Primeiro é preciso tomarmos consciência da forma em que estamos e depois é preciso uma coragem muito grande para mudar as coisas. Isso aconteceu comigo porque vi que o meu filho me tentava imitar, pondo pauzinhos à boca, porque via o pai sempre com um cigarro na boca. Isso chocou-me. Não era essa imagem que tinha de dar ao meu filho. É sempre para amanhã, para amanhã, mas há um dia em que nós temos de tomar uma atitude. Basta força de vontade, não é preciso mais nada.

As expedições e corridas que faz são difíceis de completar ou é sempre um prazer?
É tudo um prazer. A aventura mais extrema e inóspita que fiz foi a travessia da Gronelândia, cerca de 600 km. Atravessar aquela ilha gelada de uma costa à outra, de trenó. É uma expedição polar, sem condições nenhumas, a correr alguns riscos.
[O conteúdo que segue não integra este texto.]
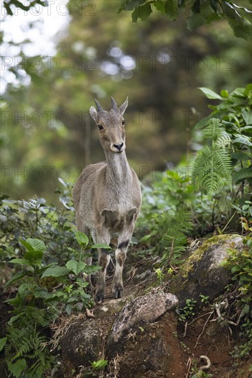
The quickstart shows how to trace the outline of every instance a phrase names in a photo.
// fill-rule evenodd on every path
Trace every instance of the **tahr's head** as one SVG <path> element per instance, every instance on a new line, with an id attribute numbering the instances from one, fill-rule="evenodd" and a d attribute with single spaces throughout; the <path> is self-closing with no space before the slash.
<path id="1" fill-rule="evenodd" d="M 125 121 L 123 113 L 128 104 L 128 98 L 119 107 L 111 98 L 112 109 L 109 111 L 103 109 L 96 100 L 96 109 L 91 107 L 90 113 L 99 129 L 100 142 L 103 148 L 116 154 L 122 153 L 125 149 Z M 97 109 L 97 110 L 96 110 Z"/>

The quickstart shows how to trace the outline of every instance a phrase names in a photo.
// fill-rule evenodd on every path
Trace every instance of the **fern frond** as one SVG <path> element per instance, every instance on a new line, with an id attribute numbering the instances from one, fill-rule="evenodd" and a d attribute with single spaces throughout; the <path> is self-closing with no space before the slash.
<path id="1" fill-rule="evenodd" d="M 223 131 L 222 134 L 218 138 L 214 143 L 215 148 L 229 146 L 231 143 L 231 137 L 226 131 Z"/>
<path id="2" fill-rule="evenodd" d="M 231 182 L 231 156 L 223 147 L 205 146 L 198 153 L 193 167 L 192 178 L 209 194 L 213 194 L 225 179 Z"/>

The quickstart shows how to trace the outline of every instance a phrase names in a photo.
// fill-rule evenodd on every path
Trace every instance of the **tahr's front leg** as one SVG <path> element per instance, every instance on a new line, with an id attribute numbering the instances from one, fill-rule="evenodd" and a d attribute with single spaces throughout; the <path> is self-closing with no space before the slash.
<path id="1" fill-rule="evenodd" d="M 102 267 L 102 268 L 98 271 L 95 294 L 95 300 L 98 303 L 101 303 L 105 300 L 106 291 L 106 273 L 109 260 L 110 256 L 108 249 L 101 248 L 99 250 L 98 264 L 100 267 Z"/>
<path id="2" fill-rule="evenodd" d="M 127 249 L 132 236 L 134 227 L 127 231 L 123 231 L 119 234 L 118 245 L 116 251 L 116 271 L 113 280 L 113 296 L 115 298 L 120 298 L 123 296 L 123 271 L 126 258 Z"/>
<path id="3" fill-rule="evenodd" d="M 109 245 L 110 235 L 107 229 L 103 229 L 97 234 L 97 243 Z M 105 248 L 99 249 L 98 254 L 98 265 L 101 267 L 101 269 L 98 271 L 98 274 L 95 300 L 98 303 L 101 303 L 105 297 L 107 267 L 110 260 L 110 256 L 109 250 Z"/>

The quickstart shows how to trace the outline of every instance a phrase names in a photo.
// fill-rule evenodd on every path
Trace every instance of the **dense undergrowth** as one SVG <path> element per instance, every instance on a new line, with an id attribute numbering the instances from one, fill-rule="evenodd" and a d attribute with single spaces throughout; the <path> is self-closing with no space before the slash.
<path id="1" fill-rule="evenodd" d="M 179 269 L 190 241 L 213 232 L 243 235 L 244 252 L 229 250 L 227 263 L 240 293 L 233 309 L 244 342 L 233 357 L 241 357 L 252 349 L 252 85 L 230 94 L 202 90 L 220 104 L 211 106 L 210 115 L 195 126 L 192 142 L 199 151 L 194 161 L 142 183 L 136 254 L 156 256 L 156 270 L 163 277 Z M 10 377 L 56 375 L 60 351 L 50 344 L 50 326 L 93 304 L 83 276 L 98 268 L 86 265 L 83 252 L 99 245 L 90 245 L 76 231 L 72 186 L 61 182 L 61 209 L 44 199 L 0 199 L 1 283 L 12 307 L 0 350 Z"/>

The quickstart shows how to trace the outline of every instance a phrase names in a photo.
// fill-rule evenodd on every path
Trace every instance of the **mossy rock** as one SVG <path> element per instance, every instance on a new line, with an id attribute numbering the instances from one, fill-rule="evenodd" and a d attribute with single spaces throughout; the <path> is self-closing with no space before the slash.
<path id="1" fill-rule="evenodd" d="M 242 250 L 242 236 L 213 236 L 190 254 L 169 287 L 169 292 L 177 296 L 180 307 L 185 305 L 187 299 L 194 299 L 200 304 L 200 295 L 209 297 L 212 301 L 224 292 L 231 278 L 230 271 L 223 264 L 229 248 Z"/>

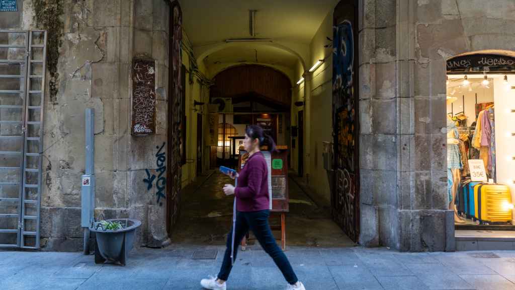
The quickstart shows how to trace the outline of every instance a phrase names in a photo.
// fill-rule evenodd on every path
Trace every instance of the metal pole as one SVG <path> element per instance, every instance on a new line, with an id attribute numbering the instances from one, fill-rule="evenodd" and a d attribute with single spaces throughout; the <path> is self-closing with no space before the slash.
<path id="1" fill-rule="evenodd" d="M 95 110 L 93 108 L 85 110 L 85 172 L 82 175 L 81 182 L 81 215 L 80 224 L 84 228 L 84 254 L 90 253 L 89 227 L 94 221 L 95 208 Z"/>
<path id="2" fill-rule="evenodd" d="M 238 185 L 238 178 L 234 179 L 234 187 Z M 232 206 L 232 235 L 231 241 L 231 265 L 234 265 L 234 234 L 236 233 L 236 195 L 234 195 L 234 203 Z M 237 246 L 236 246 L 237 247 Z"/>

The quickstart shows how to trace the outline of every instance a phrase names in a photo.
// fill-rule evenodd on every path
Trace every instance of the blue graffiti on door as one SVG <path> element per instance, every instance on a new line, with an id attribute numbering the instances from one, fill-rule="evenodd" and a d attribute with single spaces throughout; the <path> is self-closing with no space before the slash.
<path id="1" fill-rule="evenodd" d="M 156 174 L 151 174 L 148 169 L 145 169 L 145 171 L 147 173 L 147 178 L 143 179 L 143 182 L 147 184 L 147 190 L 150 190 L 152 189 L 154 180 L 156 180 L 156 178 L 157 178 L 157 180 L 156 181 L 156 187 L 157 188 L 157 191 L 156 192 L 156 196 L 157 197 L 157 201 L 156 203 L 159 204 L 159 205 L 163 205 L 163 202 L 161 201 L 161 199 L 162 198 L 163 199 L 166 198 L 164 191 L 166 186 L 166 178 L 165 177 L 166 175 L 164 175 L 164 173 L 166 171 L 166 166 L 165 165 L 166 157 L 165 152 L 162 152 L 163 148 L 164 148 L 164 145 L 165 142 L 163 142 L 163 145 L 160 148 L 159 146 L 156 147 L 156 149 L 158 149 L 158 153 L 156 153 L 156 157 L 157 158 L 156 160 L 156 165 L 158 167 L 158 169 L 156 171 L 159 172 L 159 175 L 156 176 Z"/>

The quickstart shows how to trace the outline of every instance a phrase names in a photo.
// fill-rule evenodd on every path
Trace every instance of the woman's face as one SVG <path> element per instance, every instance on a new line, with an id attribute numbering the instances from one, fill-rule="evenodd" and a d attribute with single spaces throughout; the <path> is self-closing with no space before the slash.
<path id="1" fill-rule="evenodd" d="M 252 139 L 249 135 L 245 134 L 245 139 L 243 140 L 243 147 L 247 152 L 252 151 L 257 146 L 258 139 Z"/>

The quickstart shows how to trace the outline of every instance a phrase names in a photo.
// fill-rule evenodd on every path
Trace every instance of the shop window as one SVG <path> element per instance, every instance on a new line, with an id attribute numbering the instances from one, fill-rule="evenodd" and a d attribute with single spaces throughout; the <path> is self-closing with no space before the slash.
<path id="1" fill-rule="evenodd" d="M 514 69 L 501 55 L 447 61 L 448 200 L 460 226 L 514 223 Z"/>
<path id="2" fill-rule="evenodd" d="M 224 127 L 225 127 L 225 136 L 224 136 Z M 234 126 L 228 123 L 218 124 L 218 143 L 216 146 L 217 156 L 222 158 L 222 152 L 225 152 L 225 158 L 230 157 L 232 146 L 230 137 L 238 135 L 238 132 Z"/>

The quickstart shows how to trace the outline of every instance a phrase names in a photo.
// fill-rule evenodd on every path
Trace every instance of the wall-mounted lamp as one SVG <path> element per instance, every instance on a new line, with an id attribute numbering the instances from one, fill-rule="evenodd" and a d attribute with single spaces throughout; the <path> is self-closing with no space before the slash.
<path id="1" fill-rule="evenodd" d="M 470 84 L 470 82 L 469 80 L 469 78 L 466 75 L 465 76 L 465 79 L 463 80 L 463 83 L 461 83 L 464 86 L 468 86 Z"/>
<path id="2" fill-rule="evenodd" d="M 320 66 L 320 65 L 324 63 L 324 61 L 325 61 L 325 60 L 323 59 L 319 59 L 317 60 L 317 62 L 313 65 L 313 66 L 311 67 L 311 68 L 310 69 L 310 72 L 314 72 L 318 68 L 318 67 Z"/>
<path id="3" fill-rule="evenodd" d="M 481 84 L 485 87 L 490 85 L 490 80 L 488 80 L 488 76 L 487 76 L 486 74 L 485 74 L 485 76 L 483 77 L 483 82 L 481 82 Z"/>

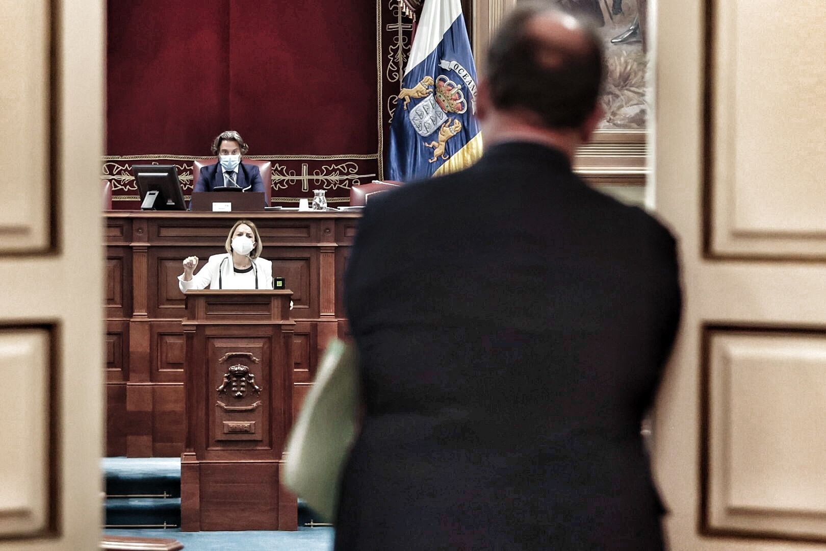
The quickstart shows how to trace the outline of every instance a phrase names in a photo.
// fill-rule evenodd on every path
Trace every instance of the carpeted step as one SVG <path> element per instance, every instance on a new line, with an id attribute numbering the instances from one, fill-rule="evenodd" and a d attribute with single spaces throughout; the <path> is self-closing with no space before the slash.
<path id="1" fill-rule="evenodd" d="M 181 498 L 109 497 L 106 525 L 163 527 L 181 525 Z"/>
<path id="2" fill-rule="evenodd" d="M 322 519 L 301 497 L 298 498 L 298 526 L 325 525 L 329 520 Z"/>
<path id="3" fill-rule="evenodd" d="M 107 496 L 181 496 L 178 458 L 103 458 Z"/>

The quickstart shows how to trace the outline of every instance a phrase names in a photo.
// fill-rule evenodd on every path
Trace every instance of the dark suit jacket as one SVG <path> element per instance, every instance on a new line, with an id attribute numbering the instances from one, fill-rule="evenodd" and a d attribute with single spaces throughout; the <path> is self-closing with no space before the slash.
<path id="1" fill-rule="evenodd" d="M 658 550 L 640 436 L 675 241 L 544 146 L 371 197 L 345 277 L 366 413 L 336 549 Z"/>
<path id="2" fill-rule="evenodd" d="M 238 164 L 238 187 L 245 192 L 263 192 L 261 171 L 254 164 L 244 164 L 242 160 Z M 195 184 L 193 192 L 211 192 L 215 188 L 224 185 L 224 173 L 221 163 L 207 164 L 201 168 L 201 179 Z"/>

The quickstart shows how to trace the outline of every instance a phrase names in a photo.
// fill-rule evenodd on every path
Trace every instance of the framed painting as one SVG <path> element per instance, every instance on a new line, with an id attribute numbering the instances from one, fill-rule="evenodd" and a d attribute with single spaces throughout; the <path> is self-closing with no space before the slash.
<path id="1" fill-rule="evenodd" d="M 605 52 L 605 117 L 577 154 L 577 172 L 598 185 L 644 187 L 648 125 L 648 0 L 557 0 L 588 17 Z"/>

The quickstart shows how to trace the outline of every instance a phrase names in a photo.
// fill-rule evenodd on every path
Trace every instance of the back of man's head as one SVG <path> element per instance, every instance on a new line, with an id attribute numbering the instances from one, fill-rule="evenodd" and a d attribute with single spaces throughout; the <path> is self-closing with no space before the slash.
<path id="1" fill-rule="evenodd" d="M 520 2 L 488 50 L 491 102 L 550 129 L 578 128 L 594 112 L 602 44 L 588 24 L 548 2 Z"/>

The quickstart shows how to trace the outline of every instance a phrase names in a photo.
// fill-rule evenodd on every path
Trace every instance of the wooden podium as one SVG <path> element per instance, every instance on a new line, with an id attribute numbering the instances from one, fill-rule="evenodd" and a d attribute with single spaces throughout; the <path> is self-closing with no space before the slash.
<path id="1" fill-rule="evenodd" d="M 188 291 L 181 530 L 294 530 L 292 291 Z"/>

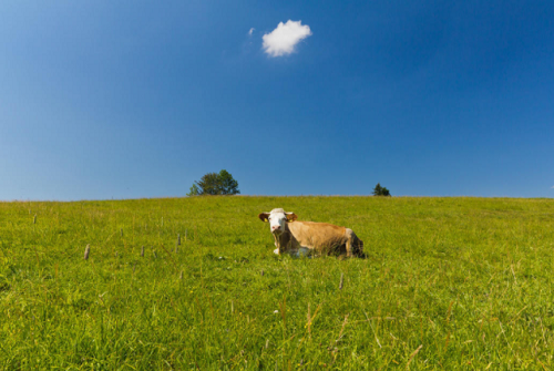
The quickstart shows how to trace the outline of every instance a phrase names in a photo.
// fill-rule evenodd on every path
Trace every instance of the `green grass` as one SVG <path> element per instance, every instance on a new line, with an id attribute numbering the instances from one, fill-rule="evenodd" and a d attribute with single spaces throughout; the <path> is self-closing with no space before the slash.
<path id="1" fill-rule="evenodd" d="M 275 256 L 276 207 L 368 258 Z M 550 370 L 553 249 L 552 199 L 0 203 L 0 369 Z"/>

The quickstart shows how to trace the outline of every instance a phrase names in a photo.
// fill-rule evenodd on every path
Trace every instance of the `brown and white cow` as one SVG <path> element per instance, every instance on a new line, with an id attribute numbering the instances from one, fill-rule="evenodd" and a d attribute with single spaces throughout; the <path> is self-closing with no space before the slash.
<path id="1" fill-rule="evenodd" d="M 363 257 L 363 241 L 352 229 L 327 223 L 299 221 L 295 213 L 274 208 L 258 215 L 261 221 L 269 221 L 275 238 L 275 254 L 290 255 L 339 255 Z"/>

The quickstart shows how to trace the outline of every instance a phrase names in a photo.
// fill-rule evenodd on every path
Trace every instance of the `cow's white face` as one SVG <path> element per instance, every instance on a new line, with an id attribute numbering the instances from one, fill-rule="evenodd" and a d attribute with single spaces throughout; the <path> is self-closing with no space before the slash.
<path id="1" fill-rule="evenodd" d="M 296 220 L 295 213 L 285 213 L 283 208 L 274 208 L 270 213 L 261 213 L 258 215 L 261 221 L 269 221 L 269 229 L 275 235 L 280 235 L 285 231 L 287 221 Z"/>

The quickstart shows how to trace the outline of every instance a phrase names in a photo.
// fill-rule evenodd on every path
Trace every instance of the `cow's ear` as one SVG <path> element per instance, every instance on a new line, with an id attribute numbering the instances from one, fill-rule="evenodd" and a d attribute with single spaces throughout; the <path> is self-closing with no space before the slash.
<path id="1" fill-rule="evenodd" d="M 295 213 L 287 213 L 287 221 L 295 221 L 298 219 Z"/>

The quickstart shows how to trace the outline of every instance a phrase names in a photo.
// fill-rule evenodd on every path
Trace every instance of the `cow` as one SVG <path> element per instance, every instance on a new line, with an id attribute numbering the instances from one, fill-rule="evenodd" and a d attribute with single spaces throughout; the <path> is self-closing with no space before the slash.
<path id="1" fill-rule="evenodd" d="M 327 223 L 299 221 L 295 213 L 285 213 L 283 208 L 260 213 L 258 218 L 269 221 L 277 247 L 275 254 L 365 257 L 363 241 L 350 228 Z"/>

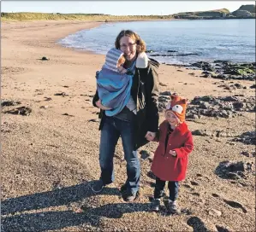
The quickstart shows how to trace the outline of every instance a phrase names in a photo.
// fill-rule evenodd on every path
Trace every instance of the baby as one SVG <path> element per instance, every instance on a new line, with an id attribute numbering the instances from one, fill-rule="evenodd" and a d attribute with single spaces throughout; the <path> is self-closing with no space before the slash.
<path id="1" fill-rule="evenodd" d="M 124 107 L 136 114 L 136 104 L 130 93 L 133 77 L 137 65 L 146 67 L 147 59 L 145 53 L 140 53 L 126 69 L 123 67 L 125 57 L 120 49 L 113 48 L 107 52 L 104 65 L 96 73 L 98 96 L 107 116 L 117 114 Z"/>

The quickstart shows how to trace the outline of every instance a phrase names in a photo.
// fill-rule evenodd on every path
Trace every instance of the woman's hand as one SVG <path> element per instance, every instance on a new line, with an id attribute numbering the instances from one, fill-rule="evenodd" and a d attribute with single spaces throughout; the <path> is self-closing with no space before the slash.
<path id="1" fill-rule="evenodd" d="M 172 156 L 174 156 L 174 157 L 176 157 L 176 156 L 177 156 L 177 153 L 175 151 L 175 150 L 170 150 L 170 152 L 169 152 L 169 154 L 170 154 Z"/>
<path id="2" fill-rule="evenodd" d="M 96 106 L 98 107 L 99 108 L 103 109 L 103 110 L 109 110 L 109 109 L 111 109 L 111 108 L 109 108 L 109 107 L 104 107 L 104 105 L 101 104 L 101 100 L 98 99 L 98 101 L 97 101 L 95 102 Z"/>
<path id="3" fill-rule="evenodd" d="M 151 131 L 147 131 L 145 137 L 148 140 L 148 141 L 153 141 L 154 138 L 156 136 L 156 132 L 151 132 Z"/>

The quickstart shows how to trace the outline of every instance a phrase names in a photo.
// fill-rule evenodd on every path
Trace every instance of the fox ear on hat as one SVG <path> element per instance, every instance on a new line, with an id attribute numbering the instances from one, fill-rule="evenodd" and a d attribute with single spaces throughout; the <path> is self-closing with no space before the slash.
<path id="1" fill-rule="evenodd" d="M 181 103 L 186 104 L 188 102 L 188 99 L 182 99 Z"/>

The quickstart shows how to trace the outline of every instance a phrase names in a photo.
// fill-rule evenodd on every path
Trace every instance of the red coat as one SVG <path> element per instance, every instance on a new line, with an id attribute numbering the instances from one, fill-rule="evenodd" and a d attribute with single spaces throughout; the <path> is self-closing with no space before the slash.
<path id="1" fill-rule="evenodd" d="M 180 124 L 169 136 L 165 150 L 165 138 L 169 123 L 164 120 L 159 126 L 159 144 L 155 152 L 151 170 L 163 181 L 182 181 L 185 179 L 188 156 L 193 148 L 191 131 L 187 124 Z M 169 152 L 175 150 L 176 157 Z"/>

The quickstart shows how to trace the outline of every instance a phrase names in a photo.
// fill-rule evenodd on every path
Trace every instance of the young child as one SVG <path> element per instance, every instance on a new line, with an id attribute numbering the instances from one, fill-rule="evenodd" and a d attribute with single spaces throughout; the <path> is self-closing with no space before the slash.
<path id="1" fill-rule="evenodd" d="M 156 176 L 152 210 L 159 211 L 160 198 L 167 181 L 170 196 L 165 206 L 170 213 L 178 213 L 179 182 L 185 179 L 188 157 L 193 143 L 191 131 L 185 123 L 187 100 L 176 94 L 170 96 L 170 100 L 166 106 L 165 120 L 160 125 L 159 134 L 154 140 L 158 142 L 158 147 L 151 168 Z"/>
<path id="2" fill-rule="evenodd" d="M 123 53 L 114 48 L 108 51 L 104 65 L 96 74 L 98 96 L 107 116 L 117 114 L 124 107 L 136 114 L 136 105 L 130 94 L 133 77 L 135 66 L 146 68 L 147 59 L 145 53 L 140 53 L 132 67 L 125 69 Z"/>

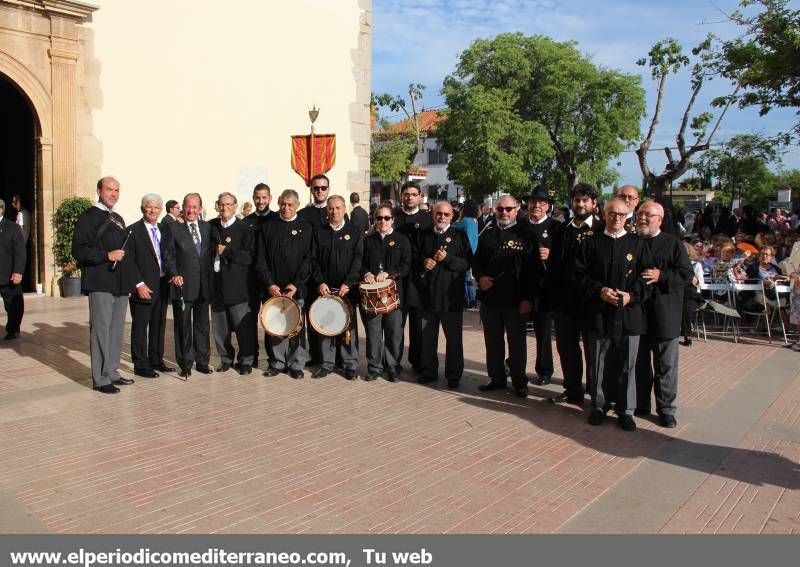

Foram 12 dias de travessia e ao longo de 12 dias nunca tivemos mais do que um horizonte branco à nossa frente. Praticamente não fazia noite, era sempre de dia e havia ali uma hora de lusco fusco só. Víamos tudo branco, completamente plano, e tínhamos de nos orientar com o GPS. Não havia referências. Descansávamos cinco horas por noite e depois seguíamos, mas aquilo para mim estava a ser um prazer. Estava ali a fazer e já estava a pensar noutros voos, se calhar polo norte, polo sul. Quando entramos neste nível de ambição de querer fazer coisas extraordinárias queremos sempre mais.

Tudo branco, não se vê nada, não há nada... Pensa-se em quê?
Quer dizer, nos doze dias vi um pássaro a passar [risos]. Impressionante. São autênticos momentos de meditação pessoal. Nós aqui durante a nossa vida normal estamos sempre rodeados pela internet, pelos telefones, pelos amigos... sempre numa correria. Não temos tempo para pensar, organizar as nossas ideias. Ali não. Ali somos nós e nós. Tinha lá mais três amigos mas nós não conseguíamos falar uns com os outros porque estávamos sempre debaixo de um vento fortíssimo. Os colegas estavam a dois metros e não conseguíamos ouvir ninguém. Só mesmo dentro da tenda, mas quando estávamos dentro da tenda caíamos para o lado mortos e descansávamos. Portanto são dias em que praticamente não comunicamos.

Pretende continuar a fazê-lo até quando?
Enquanto o meu corpo me permitir e a minha cabeça estiver focada. Espero que a minha carreira esteja ainda a começar e não perto do fim. Tenho sempre como referência um senhor italiano chamado Marco Olmo, que com 58 anos venceu a prova de Monte Branco, que é a principal prova destas ultramaratonas. Tenho 42 anos e até aos 58 ainda tenho muito para dar à modalidade e ao país.